Kız çocuklarının eğitime erişiminin artırılması ve hem eğitimde hem de meslekte cinsiyete dayalı kalıp yargıların ortadan kaldırılması uzun vadede beşere yakışır işlere ve fiyata erişimi kolaylaştırır. Kız çocuklarının bilim, teknoloji, mühendislik ve matematik üzere alanlara teşvik edilmesi ve bu alanlarda eğitim almasının siyasetlerin temelini oluşturması gerektiğini düşüyoruz. Fakat bu yolla onların daha iyi fiyatlı işlere erişimi mümkün olur.
– TÜRKİYE’DE CİNSİYETE DAYALI FIYAT FARKI
Türkiye, hem memleketler arası hem de ulusal seviyede bu sorunun tahliline yönelik birçok yasal düzenlemeyi kabul etmiş durumda. ILO’nun Temel Kontratlarından biri olan 100 no’lu Eşit Fiyat Mukavelesi Türkiye tarafından 19 Temmuz 1967 tarihinde onaylanarak yürürlüğe girmişti.

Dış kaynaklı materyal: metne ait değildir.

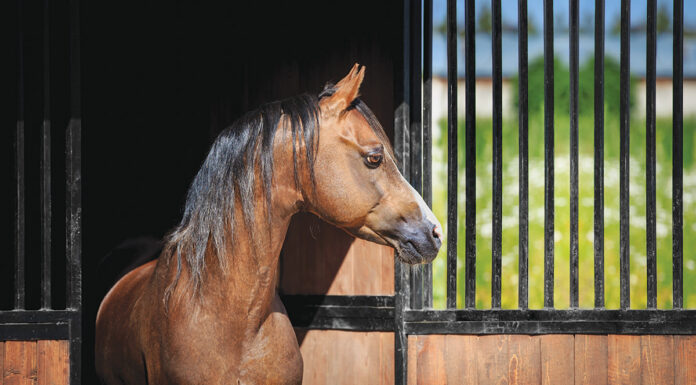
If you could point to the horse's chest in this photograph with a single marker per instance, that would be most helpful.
(218, 355)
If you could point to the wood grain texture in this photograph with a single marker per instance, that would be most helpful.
(685, 360)
(524, 362)
(343, 357)
(20, 363)
(623, 360)
(386, 367)
(460, 359)
(657, 360)
(412, 363)
(431, 360)
(590, 359)
(492, 359)
(557, 359)
(54, 362)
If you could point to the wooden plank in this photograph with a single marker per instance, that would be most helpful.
(412, 366)
(386, 373)
(623, 359)
(492, 359)
(557, 359)
(685, 357)
(431, 360)
(590, 359)
(657, 360)
(54, 362)
(524, 361)
(20, 363)
(461, 351)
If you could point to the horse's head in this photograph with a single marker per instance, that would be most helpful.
(358, 186)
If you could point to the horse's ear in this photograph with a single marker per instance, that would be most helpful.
(346, 91)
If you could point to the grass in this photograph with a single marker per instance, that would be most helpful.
(562, 217)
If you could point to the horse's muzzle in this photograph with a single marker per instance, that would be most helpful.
(418, 243)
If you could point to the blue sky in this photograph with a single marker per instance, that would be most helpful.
(535, 12)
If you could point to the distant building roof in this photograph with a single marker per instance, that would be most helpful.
(561, 50)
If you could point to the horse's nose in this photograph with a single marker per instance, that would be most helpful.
(437, 235)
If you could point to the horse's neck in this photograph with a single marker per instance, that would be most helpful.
(248, 282)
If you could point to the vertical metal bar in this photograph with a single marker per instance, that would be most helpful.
(19, 219)
(677, 156)
(416, 157)
(548, 154)
(452, 161)
(73, 161)
(574, 43)
(46, 165)
(599, 155)
(427, 134)
(497, 215)
(470, 177)
(523, 294)
(650, 204)
(624, 122)
(401, 144)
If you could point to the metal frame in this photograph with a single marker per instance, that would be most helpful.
(407, 311)
(413, 285)
(49, 323)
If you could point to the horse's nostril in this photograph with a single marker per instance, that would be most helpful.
(437, 232)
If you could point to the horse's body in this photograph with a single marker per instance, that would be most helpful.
(207, 311)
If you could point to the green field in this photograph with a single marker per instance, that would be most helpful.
(562, 216)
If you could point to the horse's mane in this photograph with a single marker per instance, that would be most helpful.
(229, 171)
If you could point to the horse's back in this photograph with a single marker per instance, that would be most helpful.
(118, 350)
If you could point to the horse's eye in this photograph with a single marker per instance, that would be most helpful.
(373, 160)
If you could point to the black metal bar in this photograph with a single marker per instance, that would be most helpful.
(19, 214)
(624, 122)
(34, 332)
(497, 215)
(452, 162)
(523, 290)
(574, 68)
(677, 156)
(365, 313)
(401, 144)
(548, 154)
(46, 165)
(599, 155)
(73, 161)
(650, 197)
(427, 134)
(416, 137)
(470, 144)
(551, 321)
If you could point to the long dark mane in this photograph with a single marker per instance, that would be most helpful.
(229, 172)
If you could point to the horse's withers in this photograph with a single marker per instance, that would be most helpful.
(207, 311)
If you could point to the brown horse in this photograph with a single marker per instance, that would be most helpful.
(207, 311)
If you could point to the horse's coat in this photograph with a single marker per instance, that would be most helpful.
(207, 311)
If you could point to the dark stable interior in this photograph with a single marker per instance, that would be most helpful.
(160, 79)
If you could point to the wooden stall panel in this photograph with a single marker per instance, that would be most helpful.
(343, 357)
(685, 360)
(657, 360)
(591, 359)
(623, 360)
(524, 354)
(54, 362)
(20, 366)
(557, 359)
(551, 359)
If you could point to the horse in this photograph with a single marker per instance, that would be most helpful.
(206, 311)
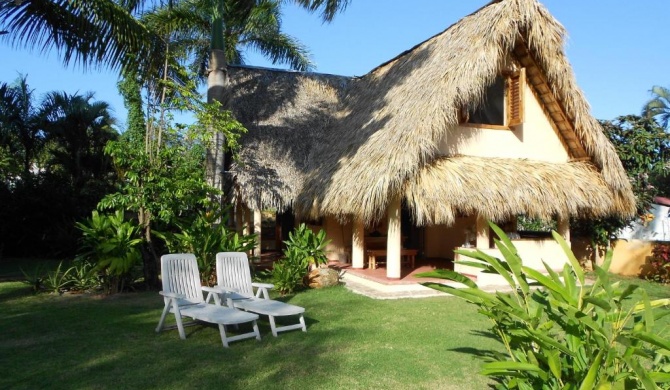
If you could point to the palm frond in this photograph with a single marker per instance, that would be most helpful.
(89, 33)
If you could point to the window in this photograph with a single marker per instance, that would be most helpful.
(502, 104)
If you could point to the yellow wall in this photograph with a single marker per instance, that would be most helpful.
(339, 235)
(441, 240)
(535, 139)
(630, 257)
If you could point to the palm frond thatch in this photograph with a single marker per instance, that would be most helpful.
(379, 134)
(500, 188)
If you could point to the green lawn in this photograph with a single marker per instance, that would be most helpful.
(352, 341)
(82, 341)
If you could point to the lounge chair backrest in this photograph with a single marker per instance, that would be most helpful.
(232, 272)
(180, 275)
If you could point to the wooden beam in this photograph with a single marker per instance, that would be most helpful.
(393, 238)
(358, 244)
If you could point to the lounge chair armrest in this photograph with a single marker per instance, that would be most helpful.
(217, 293)
(263, 289)
(172, 295)
(263, 285)
(215, 290)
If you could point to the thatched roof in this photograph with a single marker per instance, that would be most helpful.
(500, 188)
(347, 146)
(286, 114)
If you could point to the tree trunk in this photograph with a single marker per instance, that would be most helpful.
(216, 85)
(149, 257)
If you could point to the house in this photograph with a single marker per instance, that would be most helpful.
(483, 121)
(634, 245)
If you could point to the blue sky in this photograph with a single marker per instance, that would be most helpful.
(618, 48)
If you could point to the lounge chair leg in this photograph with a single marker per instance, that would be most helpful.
(273, 326)
(224, 339)
(258, 333)
(177, 316)
(302, 322)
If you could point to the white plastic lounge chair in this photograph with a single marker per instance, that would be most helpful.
(183, 296)
(233, 275)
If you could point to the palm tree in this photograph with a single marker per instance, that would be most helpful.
(207, 42)
(190, 25)
(659, 106)
(217, 78)
(20, 133)
(78, 129)
(90, 33)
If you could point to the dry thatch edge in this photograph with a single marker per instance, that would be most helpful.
(420, 92)
(386, 124)
(500, 188)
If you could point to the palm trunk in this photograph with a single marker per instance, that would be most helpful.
(217, 81)
(149, 257)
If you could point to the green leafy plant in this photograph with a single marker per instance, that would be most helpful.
(659, 265)
(310, 246)
(83, 277)
(559, 332)
(205, 235)
(35, 279)
(111, 244)
(57, 281)
(288, 273)
(304, 248)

Ayrıyeten BM’nin Bayanlara Karşı Her Türlü Ayrımcılığın Önlenmesi Kontratı (CEDAW), Türkiye tarafından 24 Temmuz 1985 tarihinde onaylanmış ve “tazminatlar da dahil eşit fiyat alma ve eşit bedelde yapılan işe karşı eşit muamele görme ile birlikte işin niteliğinin değerlendirilmesinde eşit muamele görme hakkı” tanınmıştı. Bu sene 25. yılını dolduran Pekin Deklarasyonu ve Hareket Platformu, 188 ülke ile birlikte Türkiye tarafından 1995 yılında kabul edilmişti. Pekin Deklarasyonu ve Aksiyon Platformu’nun 12 öncelikli alanından birisi olan Bayan ve Iktisat başlığı altında “İstihdama, uygun çalışma şartlarına ve ekonomik kaynakların denetimine ulaşabilirlik dahil, bayanların ekonomik haklarını ve bağımsızlığını yaygınlaştırmak” bir gaye olarak yer alıyor.
Birebir vakitte iç mevzuat da Anayasa’nın 10. unsuru ile kanun önünde eşitlik prensibini benimsiyor. Ayrıyeten, “aynı yahut eşit pahada bir iş için cinsiyet nedeniyle daha düşük fiyat kararlaştırılamaz” kararının İş Kanunu’nda yer aldığını hatırlatmak istiyoruz.
Türkiye’de cinsiyete dayalı fiyat farkı, Türkiye İstatistik Kurumu (TÜİK) tarafından Kar Yapısı Araştırması (KYA) verisi kullanılarak hesaplanıyor. Son yapılan KYA (2018) bilgilerine nazaran, Türkiye’de cinsiyete dayalı ortalama fiyat farkı %7,77. ILO Türkiye Ofisi ile TÜİK tarafından Türkiye’de cinsiyete dayalı fiyat farkının ayrıntılı hesaplanması için yürütülen çalışmanın bulgularını da 30 Eylül 2020’de kamuoyu ile paylaşacağız.”